If you can stand to go without the advanced off-road assists, not only does the Sequoia TRD Pro save you $30,000 over the Land Cruiser, it also buys you more cargo space boasting 120 cu-ft behind the front row, 66 cu-ft behind the second row, and almost 19 cu-ft behind the third. Compare that to the Land Cruiser’s 82.8 cu-ft, 41.4 cu-ft, and 16.1 cu-ft respectively and you have to wonder what else it has going for it, other than a respected name.
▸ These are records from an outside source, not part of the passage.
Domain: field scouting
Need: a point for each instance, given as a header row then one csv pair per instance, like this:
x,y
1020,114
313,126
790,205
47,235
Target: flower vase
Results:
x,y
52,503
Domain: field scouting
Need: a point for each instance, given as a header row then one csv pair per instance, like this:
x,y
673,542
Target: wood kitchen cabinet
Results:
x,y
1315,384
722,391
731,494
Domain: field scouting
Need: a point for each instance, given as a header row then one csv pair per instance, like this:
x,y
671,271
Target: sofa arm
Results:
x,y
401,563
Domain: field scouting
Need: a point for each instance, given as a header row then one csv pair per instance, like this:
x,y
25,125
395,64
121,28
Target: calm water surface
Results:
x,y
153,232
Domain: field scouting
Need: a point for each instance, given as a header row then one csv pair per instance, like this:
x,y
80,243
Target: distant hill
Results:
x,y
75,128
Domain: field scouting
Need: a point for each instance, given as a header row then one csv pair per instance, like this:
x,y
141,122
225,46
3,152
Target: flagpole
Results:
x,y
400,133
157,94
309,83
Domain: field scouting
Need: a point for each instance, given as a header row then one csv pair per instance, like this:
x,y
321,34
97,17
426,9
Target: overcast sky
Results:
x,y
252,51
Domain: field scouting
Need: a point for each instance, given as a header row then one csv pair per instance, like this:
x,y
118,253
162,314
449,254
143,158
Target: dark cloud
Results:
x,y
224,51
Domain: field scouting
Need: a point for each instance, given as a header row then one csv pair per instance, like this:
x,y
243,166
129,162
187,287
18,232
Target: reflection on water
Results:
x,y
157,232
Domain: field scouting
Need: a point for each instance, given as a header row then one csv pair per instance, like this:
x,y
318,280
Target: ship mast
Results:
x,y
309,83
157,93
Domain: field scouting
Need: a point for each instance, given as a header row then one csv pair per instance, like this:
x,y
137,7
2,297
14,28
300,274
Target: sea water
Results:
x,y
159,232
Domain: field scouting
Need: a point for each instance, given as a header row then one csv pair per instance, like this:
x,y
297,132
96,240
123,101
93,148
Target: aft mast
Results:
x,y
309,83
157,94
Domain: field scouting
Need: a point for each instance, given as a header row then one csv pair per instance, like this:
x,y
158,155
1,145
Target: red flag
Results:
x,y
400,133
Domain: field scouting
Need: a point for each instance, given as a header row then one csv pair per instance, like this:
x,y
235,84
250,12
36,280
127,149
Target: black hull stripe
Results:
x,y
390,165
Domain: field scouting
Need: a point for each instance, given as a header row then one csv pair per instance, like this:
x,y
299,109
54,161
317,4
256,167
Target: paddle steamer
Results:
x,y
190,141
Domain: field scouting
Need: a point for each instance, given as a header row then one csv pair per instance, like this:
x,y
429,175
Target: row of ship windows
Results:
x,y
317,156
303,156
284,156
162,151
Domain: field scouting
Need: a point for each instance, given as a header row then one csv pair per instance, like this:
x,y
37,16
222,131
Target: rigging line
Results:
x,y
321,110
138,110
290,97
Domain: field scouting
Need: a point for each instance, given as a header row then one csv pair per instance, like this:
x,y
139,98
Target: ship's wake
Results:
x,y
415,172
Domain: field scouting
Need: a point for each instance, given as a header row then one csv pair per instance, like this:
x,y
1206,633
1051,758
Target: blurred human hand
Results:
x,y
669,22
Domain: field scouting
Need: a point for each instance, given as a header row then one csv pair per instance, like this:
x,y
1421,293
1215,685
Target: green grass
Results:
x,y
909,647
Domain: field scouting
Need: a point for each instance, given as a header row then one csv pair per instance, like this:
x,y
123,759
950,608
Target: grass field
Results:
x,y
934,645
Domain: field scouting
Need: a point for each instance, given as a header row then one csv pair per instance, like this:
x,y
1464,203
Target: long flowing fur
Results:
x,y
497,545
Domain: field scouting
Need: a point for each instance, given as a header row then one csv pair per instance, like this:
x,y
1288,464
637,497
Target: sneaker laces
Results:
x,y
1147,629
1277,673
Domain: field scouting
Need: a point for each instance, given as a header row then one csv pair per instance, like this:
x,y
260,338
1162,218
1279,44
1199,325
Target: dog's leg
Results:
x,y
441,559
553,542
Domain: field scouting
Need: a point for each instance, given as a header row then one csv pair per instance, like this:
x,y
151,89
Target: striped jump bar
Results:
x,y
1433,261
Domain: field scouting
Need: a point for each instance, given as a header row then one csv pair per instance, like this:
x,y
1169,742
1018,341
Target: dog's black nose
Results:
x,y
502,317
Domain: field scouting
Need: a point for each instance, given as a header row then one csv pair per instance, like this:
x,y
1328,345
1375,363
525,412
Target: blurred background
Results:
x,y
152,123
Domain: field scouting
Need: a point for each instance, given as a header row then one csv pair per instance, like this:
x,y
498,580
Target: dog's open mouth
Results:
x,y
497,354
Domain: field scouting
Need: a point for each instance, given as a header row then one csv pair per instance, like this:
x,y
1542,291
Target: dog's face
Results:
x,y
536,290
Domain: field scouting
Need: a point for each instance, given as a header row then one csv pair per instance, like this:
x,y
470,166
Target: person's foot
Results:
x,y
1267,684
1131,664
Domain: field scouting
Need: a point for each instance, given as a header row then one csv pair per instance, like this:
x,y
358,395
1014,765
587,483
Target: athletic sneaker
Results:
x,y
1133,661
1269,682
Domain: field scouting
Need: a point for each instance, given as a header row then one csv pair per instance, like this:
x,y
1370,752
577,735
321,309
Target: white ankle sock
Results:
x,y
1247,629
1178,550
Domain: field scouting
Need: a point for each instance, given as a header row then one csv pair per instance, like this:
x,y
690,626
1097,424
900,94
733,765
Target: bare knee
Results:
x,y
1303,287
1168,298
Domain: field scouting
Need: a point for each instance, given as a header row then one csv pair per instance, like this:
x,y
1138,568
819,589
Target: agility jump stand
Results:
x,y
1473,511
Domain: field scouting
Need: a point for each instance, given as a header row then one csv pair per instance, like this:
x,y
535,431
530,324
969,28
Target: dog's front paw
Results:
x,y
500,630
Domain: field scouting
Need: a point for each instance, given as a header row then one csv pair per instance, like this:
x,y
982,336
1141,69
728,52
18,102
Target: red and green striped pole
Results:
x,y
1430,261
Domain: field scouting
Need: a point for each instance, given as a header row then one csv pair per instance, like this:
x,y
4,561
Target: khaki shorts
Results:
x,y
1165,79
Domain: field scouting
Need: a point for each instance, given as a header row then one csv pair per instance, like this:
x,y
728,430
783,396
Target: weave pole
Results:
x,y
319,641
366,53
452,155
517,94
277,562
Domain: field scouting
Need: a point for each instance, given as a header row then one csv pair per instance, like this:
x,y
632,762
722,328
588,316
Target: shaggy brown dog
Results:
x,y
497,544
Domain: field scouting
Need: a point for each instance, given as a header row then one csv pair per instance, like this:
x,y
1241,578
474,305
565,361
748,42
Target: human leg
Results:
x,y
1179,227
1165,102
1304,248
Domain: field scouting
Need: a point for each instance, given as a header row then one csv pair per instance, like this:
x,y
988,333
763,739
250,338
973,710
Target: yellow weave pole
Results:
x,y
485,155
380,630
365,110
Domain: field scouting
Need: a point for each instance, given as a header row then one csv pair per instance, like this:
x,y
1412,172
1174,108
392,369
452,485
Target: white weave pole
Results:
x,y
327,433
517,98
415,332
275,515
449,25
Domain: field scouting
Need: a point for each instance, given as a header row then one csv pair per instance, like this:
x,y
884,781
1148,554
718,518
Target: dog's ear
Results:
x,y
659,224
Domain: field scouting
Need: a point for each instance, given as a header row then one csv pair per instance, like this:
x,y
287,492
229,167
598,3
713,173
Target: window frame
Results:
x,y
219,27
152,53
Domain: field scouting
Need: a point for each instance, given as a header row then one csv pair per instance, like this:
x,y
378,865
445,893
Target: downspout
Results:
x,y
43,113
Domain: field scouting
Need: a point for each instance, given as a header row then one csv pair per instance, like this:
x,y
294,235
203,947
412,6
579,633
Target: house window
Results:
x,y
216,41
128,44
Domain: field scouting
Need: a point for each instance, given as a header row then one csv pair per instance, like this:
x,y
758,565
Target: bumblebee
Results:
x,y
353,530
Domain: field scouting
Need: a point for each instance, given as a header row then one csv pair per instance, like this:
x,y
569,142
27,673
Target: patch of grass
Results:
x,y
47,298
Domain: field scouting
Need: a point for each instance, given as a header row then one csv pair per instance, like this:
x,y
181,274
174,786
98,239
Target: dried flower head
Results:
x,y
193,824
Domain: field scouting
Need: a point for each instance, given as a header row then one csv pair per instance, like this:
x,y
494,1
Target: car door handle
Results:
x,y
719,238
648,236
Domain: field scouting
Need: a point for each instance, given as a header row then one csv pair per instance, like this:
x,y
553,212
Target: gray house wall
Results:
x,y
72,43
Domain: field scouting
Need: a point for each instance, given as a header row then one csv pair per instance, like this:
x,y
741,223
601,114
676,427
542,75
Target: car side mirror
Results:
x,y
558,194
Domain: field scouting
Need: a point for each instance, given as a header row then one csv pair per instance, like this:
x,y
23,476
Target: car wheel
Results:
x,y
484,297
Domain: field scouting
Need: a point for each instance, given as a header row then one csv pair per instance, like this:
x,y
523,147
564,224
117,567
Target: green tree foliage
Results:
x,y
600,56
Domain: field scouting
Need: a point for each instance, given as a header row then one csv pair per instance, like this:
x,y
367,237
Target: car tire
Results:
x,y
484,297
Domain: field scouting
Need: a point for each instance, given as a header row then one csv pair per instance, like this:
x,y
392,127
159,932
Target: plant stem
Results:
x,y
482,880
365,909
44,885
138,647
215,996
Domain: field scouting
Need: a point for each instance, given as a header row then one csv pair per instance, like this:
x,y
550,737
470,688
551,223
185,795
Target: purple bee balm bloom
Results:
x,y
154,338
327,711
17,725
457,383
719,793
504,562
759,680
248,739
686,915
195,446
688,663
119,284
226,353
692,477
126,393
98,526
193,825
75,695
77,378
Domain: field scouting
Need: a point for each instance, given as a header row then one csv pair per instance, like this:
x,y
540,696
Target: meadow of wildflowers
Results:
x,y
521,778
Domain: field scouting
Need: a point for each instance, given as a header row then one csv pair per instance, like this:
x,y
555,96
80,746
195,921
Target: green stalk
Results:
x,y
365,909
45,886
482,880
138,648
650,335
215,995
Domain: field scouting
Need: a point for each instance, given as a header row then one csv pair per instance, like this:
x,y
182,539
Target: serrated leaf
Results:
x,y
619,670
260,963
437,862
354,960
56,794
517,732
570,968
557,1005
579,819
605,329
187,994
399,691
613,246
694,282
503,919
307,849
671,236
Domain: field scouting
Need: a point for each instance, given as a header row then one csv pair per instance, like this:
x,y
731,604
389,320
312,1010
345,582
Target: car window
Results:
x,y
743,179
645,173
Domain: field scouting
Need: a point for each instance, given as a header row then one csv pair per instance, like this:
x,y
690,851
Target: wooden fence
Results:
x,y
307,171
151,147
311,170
Off-road SUVs tend to have bare-bones interiors and workhorse engines, all while staying relatively affordable. It’s a formula that worked for the FJ40 back in the ‘60s and remains the preferred recipe for off-road enthusiasts to this day. No one wants to get a brand-new $90,000 dinged, dented and covered in mud, inside and out. It’s why the 4Runner is so popular in the overlanding community. However, the lack of an affordable, reliable off-road-capable V8 choice from Toyota made the Sequoia TRD Pro a no-brainer for the brand. It’s by no means a Ford F-150 Raptor-fighting SUV, but it now gives Toyota customers a more practical alternative to the Land Cruiser.
Between the 4Runner and the Sequoia, Toyota’s inadvertently sealed the fate of the Land Cruiser in the US. News of whether the new Land Cruiser will come to the US or will supposedly be confirmed later this summer. Reports also say the new model will be more off-road-focused and less laden with luxury options and appointments. However, if it turns out the next-generation Land Cruiser doesn’t make it to US shores, at least we’ll have the Sequoia TRD Pro — the Land Cruiser we’ve been asking for, for years.